Recursive Agent Harnesses
English summary
The paper introduces and formalizes the Recursive Agent Harness (RAH), a code-first extension of recursive language models where a parent agent generates executable scripts that spawn full subagent harnesses with filesystem tools, code execution, and planning. Controlled evaluation on Oolong-Synthetic (199 samples, context lengths up to 4M tokens) shows RAH with a fixed GPT-5 backbone improves the Codex coding-agent baseline from 71.75% to 81.36%. With a stronger backbone, Claude Sonnet 4.5, RAH achieves 89.77%, confirming the gains stem from the harness design rather than model scaling.
Chinese summary
本文提出并形式化了递归智能体框架(RAH),这是递归语言模型的一种以代码为中心的扩展:父智能体生成可执行脚本,并行生成带有文件系统工具、代码执行和规划的完整子智能体套件。在Oolong-Synthetic(199个样本,上下文长度达4M tokens)上的受控评估显示,固定GPT-5骨干下,RAH将Codex编码智能体基线从71.75%提升至81.36%;使用更强骨干Claude Sonnet 4.5时,RAH达到89.77%,表明提升源于框架设计而非模型规模。
Key points
RAH defines harness recursion: parent agent spawns subagent harnesses with tools via executable scripts, extending model recursion into code-level orchestration.

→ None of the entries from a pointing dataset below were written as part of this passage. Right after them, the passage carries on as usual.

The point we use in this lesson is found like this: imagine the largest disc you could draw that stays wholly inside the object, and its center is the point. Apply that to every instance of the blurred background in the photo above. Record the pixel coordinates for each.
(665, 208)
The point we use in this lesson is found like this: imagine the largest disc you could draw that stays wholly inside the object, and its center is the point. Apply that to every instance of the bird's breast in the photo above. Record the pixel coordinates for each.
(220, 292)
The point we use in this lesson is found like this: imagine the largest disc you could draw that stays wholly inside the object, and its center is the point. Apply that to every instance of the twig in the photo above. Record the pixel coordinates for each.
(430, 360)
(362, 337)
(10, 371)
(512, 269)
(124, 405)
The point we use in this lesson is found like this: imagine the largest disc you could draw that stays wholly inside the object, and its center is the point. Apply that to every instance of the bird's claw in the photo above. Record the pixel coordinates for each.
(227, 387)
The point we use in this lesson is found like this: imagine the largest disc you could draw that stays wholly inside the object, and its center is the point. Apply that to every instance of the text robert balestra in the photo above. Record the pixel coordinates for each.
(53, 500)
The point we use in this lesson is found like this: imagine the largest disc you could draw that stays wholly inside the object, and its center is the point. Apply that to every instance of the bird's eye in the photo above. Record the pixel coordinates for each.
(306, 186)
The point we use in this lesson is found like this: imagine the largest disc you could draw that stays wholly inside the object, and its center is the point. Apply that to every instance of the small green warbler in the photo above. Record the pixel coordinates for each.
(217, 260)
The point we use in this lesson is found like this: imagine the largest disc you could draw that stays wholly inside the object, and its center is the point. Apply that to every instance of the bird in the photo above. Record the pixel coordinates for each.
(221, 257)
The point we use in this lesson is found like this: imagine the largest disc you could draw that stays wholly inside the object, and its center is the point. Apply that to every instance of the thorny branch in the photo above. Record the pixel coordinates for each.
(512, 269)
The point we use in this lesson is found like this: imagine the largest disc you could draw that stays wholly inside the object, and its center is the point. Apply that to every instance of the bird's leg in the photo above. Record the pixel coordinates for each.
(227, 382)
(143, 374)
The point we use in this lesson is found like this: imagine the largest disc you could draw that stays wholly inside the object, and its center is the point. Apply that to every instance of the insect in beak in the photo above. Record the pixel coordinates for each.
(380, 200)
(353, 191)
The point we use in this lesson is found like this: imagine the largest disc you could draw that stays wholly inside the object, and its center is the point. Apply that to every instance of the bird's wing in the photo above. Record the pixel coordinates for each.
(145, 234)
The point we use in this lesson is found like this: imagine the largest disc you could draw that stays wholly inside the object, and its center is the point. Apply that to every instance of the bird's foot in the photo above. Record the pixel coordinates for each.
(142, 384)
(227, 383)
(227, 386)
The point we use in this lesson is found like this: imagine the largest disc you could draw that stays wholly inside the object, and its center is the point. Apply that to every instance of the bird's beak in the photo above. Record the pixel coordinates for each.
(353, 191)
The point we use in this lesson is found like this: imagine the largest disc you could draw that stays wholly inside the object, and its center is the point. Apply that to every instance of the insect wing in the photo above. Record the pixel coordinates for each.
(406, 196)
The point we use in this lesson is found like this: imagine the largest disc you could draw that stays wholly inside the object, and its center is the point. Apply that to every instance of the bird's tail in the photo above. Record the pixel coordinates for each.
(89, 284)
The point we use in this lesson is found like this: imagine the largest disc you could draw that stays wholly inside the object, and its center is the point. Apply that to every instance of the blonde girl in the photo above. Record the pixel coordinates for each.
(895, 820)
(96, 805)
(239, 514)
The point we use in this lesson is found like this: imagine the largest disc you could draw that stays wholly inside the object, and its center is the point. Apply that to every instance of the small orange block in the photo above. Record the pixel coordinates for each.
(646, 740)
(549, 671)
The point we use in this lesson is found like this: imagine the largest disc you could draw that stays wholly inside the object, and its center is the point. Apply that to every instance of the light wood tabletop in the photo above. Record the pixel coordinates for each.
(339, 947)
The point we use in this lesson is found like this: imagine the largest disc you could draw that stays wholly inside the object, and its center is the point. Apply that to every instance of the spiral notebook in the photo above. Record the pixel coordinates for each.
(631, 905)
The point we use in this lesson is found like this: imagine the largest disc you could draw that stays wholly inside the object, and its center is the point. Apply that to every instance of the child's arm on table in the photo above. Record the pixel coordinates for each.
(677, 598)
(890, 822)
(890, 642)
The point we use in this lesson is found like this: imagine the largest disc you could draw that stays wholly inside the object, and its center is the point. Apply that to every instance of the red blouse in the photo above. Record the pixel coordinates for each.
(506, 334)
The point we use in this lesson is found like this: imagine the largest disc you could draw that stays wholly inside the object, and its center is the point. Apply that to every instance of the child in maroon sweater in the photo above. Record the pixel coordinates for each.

RAH定义套件递归:父智能体通过可执行脚本生成带工具的完整子智能体套件,将模型递归扩展为代码级编排。
Evaluated on Oolong-Synthetic (199 samples, 13 context-length buckets up to 4M tokens), RAH with GPT-5 backbone achieves 81.36%, a 9.61 percentage point improvement over the Codex coding-agent baseline (71.75%).
在Oolong-Synthetic(199个样本,13个上下文长度区间,最高4M tokens)上,固定GPT-5骨干的RAH达到81.36%,较Codex基线(71.75%)提升9.61个百分点。
With a stronger backbone Claude Sonnet 4.5, RAH reaches 89.77%, demonstrating that gains are attributable to the harness design rather than model power alone.
使用更强骨干Claude Sonnet 4.5时,RAH达到89.77%,表明提升来自框架设计而非单纯依赖模型能力。